Rust situation is quite different here because all their safe pointers have ownership/lifetime annotation. D doesn't and thus imaginary scope/borrowed rules need to assume worst case scenarios (which is still good enough for many cases).
May 13, 2014
On 2014-05-13 19:52, Dicebot wrote:

> It has to be transitive to be useful as borrowed pointer. Consider this
> example:
>
> {
>      scope A a; // has some internally managed resources
>      foo(a);
> }
>
> It is not safe to destruct a in the end of the scope here because foo
> may have stored references to a owned resources. But if foo signature is
> `foo(scope ref A a)` then compiler can statically verify that it is safe
> which is the very point of borrowing guarantees. It must be transitive
> to guarantee anything of course.

What is "scope ref" supposed to do in this example, compared to just "scope"?

-- 
/Jacob Carlborg
May 13, 2014
On 5/13/2014 12:06 PM, Dicebot wrote:
> No, it still can be necessary. `scope` can greatly help not only with resource
> releasing, it is also missing tool to safely cast from shared. Locking shared
> variable can return same variable casted to scope qualifier which will
> guarantee  that no reference has been stored to shared object by the time lock
> is released.

I believe that is the role of `unique`. DIP69 addresses making unique pointers in D, and there have been several PR's implementing aspects of it.
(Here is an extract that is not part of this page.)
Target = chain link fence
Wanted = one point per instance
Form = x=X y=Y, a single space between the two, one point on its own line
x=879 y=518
> And "if those are marked as refcounted" as assumption is no better than "if
> those are owned by GC" ;)

I think that an object that wants to completely own its resources must properly encapsulate and restrict unsafe access to them itself.


> Also A can only control escaping of any internal references only by completely
> prohibiting access to it which is not good. You have no means to say "feel free
> to use this reference as long as you don't keep it outside of current scope".
> And you effectively say "make all your array members private to keep borrowing
> guarantees".

You can by only returning ref's.

May 13, 2014
On 5/13/2014 1:46 PM, Walter Bright wrote:
> I believe that is the role of `unique`. DIP69 addresses making unique pointers
> in D, and there have been several PR's implementing aspects of it.

Argh, DIP29:

http://wiki.dlang.org/DIP29
May 14, 2014
On Tuesday, 13 May 2014 at 17:44:02 UTC, Walter Bright wrote:
> On 5/13/2014 6:50 AM, Dicebot wrote:
>> Walter's initial post implies that he wanted to re-used `ref` for borrowed
>> pointer (which would mean same semantics as `scope` parameter qualifier)
>
> 'ref' already is to much extent, for example:
>
>   @safe int foo(ref int x) {
>     auto a = &x;
>     return 3;
>   }
>
> dmd foo -c
> foo.d(4): Error: cannot take address of parameter x in @safe function foo

This has nothing to do with `ref`. If you remove the `ref` you get the exact same error.